Voici que la gravure ancienne a chassé toutes les images grises du Rigi – Et je ne veux plus savoir du « Staffel » que son auberge de bois clair et ses promenades ensoleillées, au temps où je n’étais pas encore. N’est-ce pas, qu’il apparaît adorable, toujours, le temps où « l’on n’était pas encore » ; comme si l’on ternissait les choses à les regarder vivre. –

 

Ô vous, qui êtes poète, et qui savez de toutes choses faire de la beauté, vous qui rendez aux mots leur mystère, vous qui êtes un grand magicien – comme vous serez déçu de ne trouver à la rue des Gentilshommes que ce farfadet sans âme et sans cervelle, que ce pauvre « moi » qui voudrait tant que Monsieur R. M. Rilke oubliât en chemin son génie et son art, et qu’il ne soit que l’ami exquis – inoubliable qu’il sut être un certain soir, dans un grand jardin silencieux.

Monique Briod

N. B. Cette lettre fût partie il y a longtemps déjà[9], n’étaient les « médicastres » qui encombrent ma vie d’ordres divers, brouillant toutes mes heures, et me transformant en pharmacie ambulante –

 

 

 

 

5. Rainer Maria Rilke à Monique Saint-Hélier

 

Ce jeudi, le 18 octobre [1923]

 

Madame, en chemin vers mon hôtel (qui sera le « Bellevue »[10] comme d’habitude) je m’arrête pour vous annoncer mon arrivée. Votre santé, vous permettra-t-elle de me recevoir demain ou samedi ? Vous me fixerez l’heure n’est-ce pas, tout à votre aise, j’arrange mon « programme » après avoir reçu vos indications.

 

Rilke

 

 

 

 


[1] Du 22 août au 22 septembre 1923, Rilke subit un traitement médical au sanatorium Schöneck, à Beckenried, sur la rive sud du lac des Quatre-Cantons. Cette station offre une belle vue sur le sommet du Rigi, de l’autre côté du lac, là où le couple Briod passait ses vacances, comme on l’apprend dans la lettre suivante.

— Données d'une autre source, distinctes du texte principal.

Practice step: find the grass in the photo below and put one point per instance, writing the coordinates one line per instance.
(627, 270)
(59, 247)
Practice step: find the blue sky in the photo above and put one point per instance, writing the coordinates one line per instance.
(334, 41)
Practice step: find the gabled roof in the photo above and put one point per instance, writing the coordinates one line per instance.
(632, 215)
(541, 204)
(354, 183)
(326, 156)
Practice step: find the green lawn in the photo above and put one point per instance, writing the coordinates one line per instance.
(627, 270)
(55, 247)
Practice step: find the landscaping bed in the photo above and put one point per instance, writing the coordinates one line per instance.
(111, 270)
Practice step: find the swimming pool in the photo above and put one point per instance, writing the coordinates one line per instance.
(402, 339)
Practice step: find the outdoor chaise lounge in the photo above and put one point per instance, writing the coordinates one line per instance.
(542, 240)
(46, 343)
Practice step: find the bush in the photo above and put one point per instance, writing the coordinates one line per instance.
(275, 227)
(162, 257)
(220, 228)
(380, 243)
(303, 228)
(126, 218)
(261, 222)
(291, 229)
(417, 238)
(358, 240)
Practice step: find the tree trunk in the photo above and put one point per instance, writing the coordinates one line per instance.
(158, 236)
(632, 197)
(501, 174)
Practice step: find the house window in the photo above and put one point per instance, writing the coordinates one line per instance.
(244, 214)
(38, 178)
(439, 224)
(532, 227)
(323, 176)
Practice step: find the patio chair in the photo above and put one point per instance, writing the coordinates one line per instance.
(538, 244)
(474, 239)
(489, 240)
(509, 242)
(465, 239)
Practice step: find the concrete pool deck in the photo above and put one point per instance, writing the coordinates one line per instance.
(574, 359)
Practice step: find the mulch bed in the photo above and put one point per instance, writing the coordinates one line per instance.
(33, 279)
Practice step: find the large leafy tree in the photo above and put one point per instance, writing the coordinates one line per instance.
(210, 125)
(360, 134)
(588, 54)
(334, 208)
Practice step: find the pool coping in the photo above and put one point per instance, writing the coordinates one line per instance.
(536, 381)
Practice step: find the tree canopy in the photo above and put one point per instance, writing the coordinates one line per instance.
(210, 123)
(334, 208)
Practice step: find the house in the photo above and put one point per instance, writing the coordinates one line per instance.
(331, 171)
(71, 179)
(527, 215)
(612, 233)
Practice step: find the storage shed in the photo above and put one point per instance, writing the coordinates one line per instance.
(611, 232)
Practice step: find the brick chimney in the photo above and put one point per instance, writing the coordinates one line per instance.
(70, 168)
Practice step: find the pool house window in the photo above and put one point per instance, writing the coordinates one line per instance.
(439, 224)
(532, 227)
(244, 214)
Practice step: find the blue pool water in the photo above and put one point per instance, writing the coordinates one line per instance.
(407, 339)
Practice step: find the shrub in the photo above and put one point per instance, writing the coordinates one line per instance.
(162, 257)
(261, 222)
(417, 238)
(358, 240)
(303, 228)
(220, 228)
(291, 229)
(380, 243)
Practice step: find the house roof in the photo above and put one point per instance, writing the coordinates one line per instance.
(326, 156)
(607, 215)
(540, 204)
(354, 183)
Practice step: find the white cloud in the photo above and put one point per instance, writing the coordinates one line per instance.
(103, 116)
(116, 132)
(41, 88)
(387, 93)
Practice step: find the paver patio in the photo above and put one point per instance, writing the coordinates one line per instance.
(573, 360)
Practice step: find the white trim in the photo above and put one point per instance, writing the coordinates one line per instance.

[2] Il s’agit d’une première traduction, partielle, due à Maurice Betz, de Die Aufzeichnungen des Malte Laurids Brigge, parus dans leur version originale à Berlin en 1910 ; le volume, d’une centaine de pages, a été publié en juillet 1923 dans la collection « Les Contemporains » de la Librairie Stock. La traduction complète des Cahiers de Malte Laurids Brigge paraîtra en 1926 aux Editions Emile-Paul Frères à Paris.

[3] Germaniste de formation, Blaise Briod est actif dans la traduction de l’allemand en français, d’où la phrase de Rilke.

[4] Rilke s’est installé en juillet 1921 en Valais, dans la tour de Muzot, au-dessus de Sierre (commune de Veyras), mise à sa disposition par le mécène zurichois Werner Reinhart (1884-1951).

 

[5] Blaise et Monique Briod habitent à la rue des Gentilshommes (Junkerngasse) à Berne depuis 1918.

[6] Rigi-Staffel est une station sur la ligne du Rigi Bahn, train à crémaillère qui relie Arth-Goldau au sommet du Rigi, important but d’excursions dès le XVIIIe siècle. Monique Saint-Hélier raconte ces vacances dans « Souvenir de Rilke » (voir ci-après, p. ).

[7] Durant son séjour à Meilen, au bord du lac de Zurich, Rilke est hébergé par Nanny Wunderly-Volkart (1878-1962), cousine des quatre frères Reinhart (parmi lesquels le mécène Werner) que le poète a rencontrés en 1919. Elle restera la correspondante et l’amie de Rilke jusqu’à sa mort en 1926 ; voir Rainer Maria Rilke, Briefe an Nanny Wunderly-Volkart, Frankfurt am Main, Insel Verlag, 1977.

[8] Cette gravure n’a pas été retrouvée.

[9] Le cachet de la poste est du 13 octobre 1923.

[10] L’hôtel Bellevue est situé dans la vieille ville de Berne et domine la gorge de l’Aar. Détruit en 1911, il a été reconstruit deux ans plus tard, et est resté depuis une enseigne de prestige.